For instance, the difference between Murder 1 and Murder 2 is generally the nature of the crime. If you come home and find your wife sleeping with your best friend and shoot him, we call that a crime of passion, and the court understands to a certain degree that you're not a bad person per se, but that you need some help with how you react to things, and recognizes your right to do at least
something in defense of the sanctity of your marriage. The problem is that you did too much. If you find your best friend in bed with your wife, and in the course of ejecting him from the house, he falls down the stairs, hits his head, and dies, the court might be inclined to look at it even less severely. You didn't intend to kill him, you just weren't careful enough in your rage. You might avoid a murder charge altogether, and face manslaughter instead. But if you
suspect your wife is having an affair with your best friend, and plot to kill one or both of them, and carry out the crime while not in the heat of passion--e.g. immediate and confusing rage; if you've had time to cool off--to kill one of them would result in Murder 1.
Thus you might actually commit Murder 1, what might happen is that the state can prove you killed someone, and prove it definitively, but be unable to demonstrate that you plotted coldly to cause another person's death. Thus you might possibly be able to get away with Murder 2, serve 25 to life, and be paroled after 12 to 17. Thus, your Class Three criminal will be convicted of a lesser crime because the alternative is losing the prosecution and watching the suspect go free. In fact, if your lawyer is good enough, he might be able to plead you down to manslaughter and get you out 8-10 years, and you'd be out in 5 to 7. (I don't get how that particular part of serving time works. But yeah, to keep Shepherd's killer from being paroled at some point required a special agreement whereby the court sentenced McKinney to
two life sentences, and still had to include a specific "no parole" clause.)

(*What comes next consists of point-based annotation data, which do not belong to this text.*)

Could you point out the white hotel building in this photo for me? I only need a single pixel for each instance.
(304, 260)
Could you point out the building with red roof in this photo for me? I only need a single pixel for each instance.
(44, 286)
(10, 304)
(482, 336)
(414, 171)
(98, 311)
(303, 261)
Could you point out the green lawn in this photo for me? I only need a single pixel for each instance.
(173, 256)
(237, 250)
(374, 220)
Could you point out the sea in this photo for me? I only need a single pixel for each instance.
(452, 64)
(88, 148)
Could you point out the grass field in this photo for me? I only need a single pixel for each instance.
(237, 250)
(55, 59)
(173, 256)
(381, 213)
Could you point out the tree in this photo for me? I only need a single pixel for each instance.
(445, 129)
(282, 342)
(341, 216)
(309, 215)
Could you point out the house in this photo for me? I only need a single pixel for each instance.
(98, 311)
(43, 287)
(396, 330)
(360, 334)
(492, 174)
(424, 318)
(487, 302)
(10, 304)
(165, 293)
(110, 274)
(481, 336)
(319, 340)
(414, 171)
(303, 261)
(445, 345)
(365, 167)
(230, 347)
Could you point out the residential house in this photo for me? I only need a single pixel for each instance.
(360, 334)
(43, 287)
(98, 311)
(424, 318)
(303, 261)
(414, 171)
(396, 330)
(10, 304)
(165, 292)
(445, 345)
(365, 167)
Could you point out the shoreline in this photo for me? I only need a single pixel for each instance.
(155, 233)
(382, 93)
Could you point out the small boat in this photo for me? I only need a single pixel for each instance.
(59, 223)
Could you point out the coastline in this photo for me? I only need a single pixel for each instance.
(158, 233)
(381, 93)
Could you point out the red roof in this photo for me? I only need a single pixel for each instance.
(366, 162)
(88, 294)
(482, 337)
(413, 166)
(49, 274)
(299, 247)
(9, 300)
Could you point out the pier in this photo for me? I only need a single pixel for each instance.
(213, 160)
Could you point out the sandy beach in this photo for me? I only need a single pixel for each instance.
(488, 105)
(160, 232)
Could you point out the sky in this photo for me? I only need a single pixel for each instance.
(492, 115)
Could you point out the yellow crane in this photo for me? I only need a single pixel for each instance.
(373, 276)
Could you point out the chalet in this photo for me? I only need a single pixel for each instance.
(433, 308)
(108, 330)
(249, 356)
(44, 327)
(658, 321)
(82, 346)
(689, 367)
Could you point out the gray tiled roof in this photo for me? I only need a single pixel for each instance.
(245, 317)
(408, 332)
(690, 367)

It's an internet message board. I'm hardly likely to be so up-in-arms about anything that I'd consider sacrificing part of myself. So I see no reason to say I would.
Yeah, I'm just hounding you on that point because it was there, and because I was so amused at the appearance of your missing that specific point. The propriety and impropriety in question, to which you responded, was a response to your own standard. That's the only reason I dare rib you on that one.
Something interesting though that I'm noticing. Perhaps it's the difference between having Her Majesty at the top of the chain and having Dubya (or any president) at the top of the chain. By theory, at least, We, the People,
are the government. I know it doesn't look like that these days, but technically, the state asks nothing of us. We ask of it. At least, in theory. And if we ever throw that idea out entirely, the US is over.
What is really interesting about the Constitution itself and the Bill of Rights is how much of that foundation is directly in reaction to His Majesty, King George III of England--that is, the same office as the proper (and recently reaffirmed, if I recall) head of your state. Ironic, to say the least. But yes, the "trilateral commission" of Congress, Executive, Judiciary is a direct strike at the authority of the Crown; relations between the states are a reaction to colonialism; the first eight amendments of the Bill of Rights are in response to the Crown's usurpations of the people.
It might be that our regard for the state is part of what we're disagreeing on. When I see words about what the state asks of the people ... it doesn't quite ring right to me.